What Fate for Bangladeshi Girls?


Dropping out of school after a few short years, child labour and early marriage seem to be the only options for many Bangladeshi girls.

With little access to birth control, Bangladeshi families are large, so it is already hard to feed the household, let alone provide education for the children. Because of the male-dominant culture, girls, especially the older ones, are usually forced to give up school. Further, a dowry is obligatory, the amount of which increases as the bride gets older, and hence impoverished families try to marry off their girls young so to ease their financial burden.

Trisna is the second oldest child in her family – the eldest sister is already married and her younger siblings are at school. The whole family’s livelihood depends on the father’s meagre income as a security guard.

The parents do want education for Trisna but they lack the means – they even considered marrying off Trisna to alleviate the family burden.

In places like India, Nepal and Bangladesh, many girls drop out of school and earn income by sewing. Trisna belongs to a girls group in a youth development program of CEDAR’s partner, PARI. Through regular meetings, members learn about legal protections for underage girls and the shortcomings of early marriage; members also enhance their sewing skills there.

Yet Trisna’s biggest wish is to return to school.

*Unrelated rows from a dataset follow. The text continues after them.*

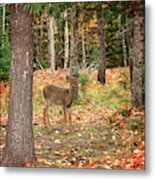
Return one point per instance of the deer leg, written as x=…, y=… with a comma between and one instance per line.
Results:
x=64, y=109
x=70, y=121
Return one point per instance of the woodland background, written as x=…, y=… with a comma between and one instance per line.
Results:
x=103, y=43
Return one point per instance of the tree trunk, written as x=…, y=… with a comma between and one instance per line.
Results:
x=130, y=46
x=101, y=50
x=19, y=138
x=74, y=51
x=3, y=26
x=66, y=39
x=138, y=61
x=83, y=44
x=125, y=61
x=51, y=43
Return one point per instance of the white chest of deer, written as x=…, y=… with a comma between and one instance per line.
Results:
x=58, y=96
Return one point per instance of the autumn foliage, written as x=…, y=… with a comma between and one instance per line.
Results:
x=108, y=133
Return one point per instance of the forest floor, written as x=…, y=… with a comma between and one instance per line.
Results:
x=107, y=133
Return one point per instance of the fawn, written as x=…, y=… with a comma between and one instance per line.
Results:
x=58, y=96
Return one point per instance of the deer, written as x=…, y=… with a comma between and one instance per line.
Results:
x=59, y=96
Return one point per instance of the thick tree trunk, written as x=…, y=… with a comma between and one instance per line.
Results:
x=138, y=61
x=51, y=43
x=19, y=138
x=66, y=41
x=74, y=51
x=101, y=50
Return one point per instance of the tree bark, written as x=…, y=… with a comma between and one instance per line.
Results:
x=125, y=61
x=19, y=138
x=3, y=26
x=101, y=49
x=83, y=43
x=66, y=39
x=138, y=61
x=74, y=51
x=51, y=43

Encouraged by her group members, Trisna has started to save up money from her sewing for her own school fees. Her parents gladly let Trisna continue school if fees are not a problem, because they know that education leads to a better life.

Trisna’s father says, “I never imagine that anyone would help my daughter like this. Trisna has learned a lot from the group and I am very grateful for PARI’s help that Trisna can have a brighter future.”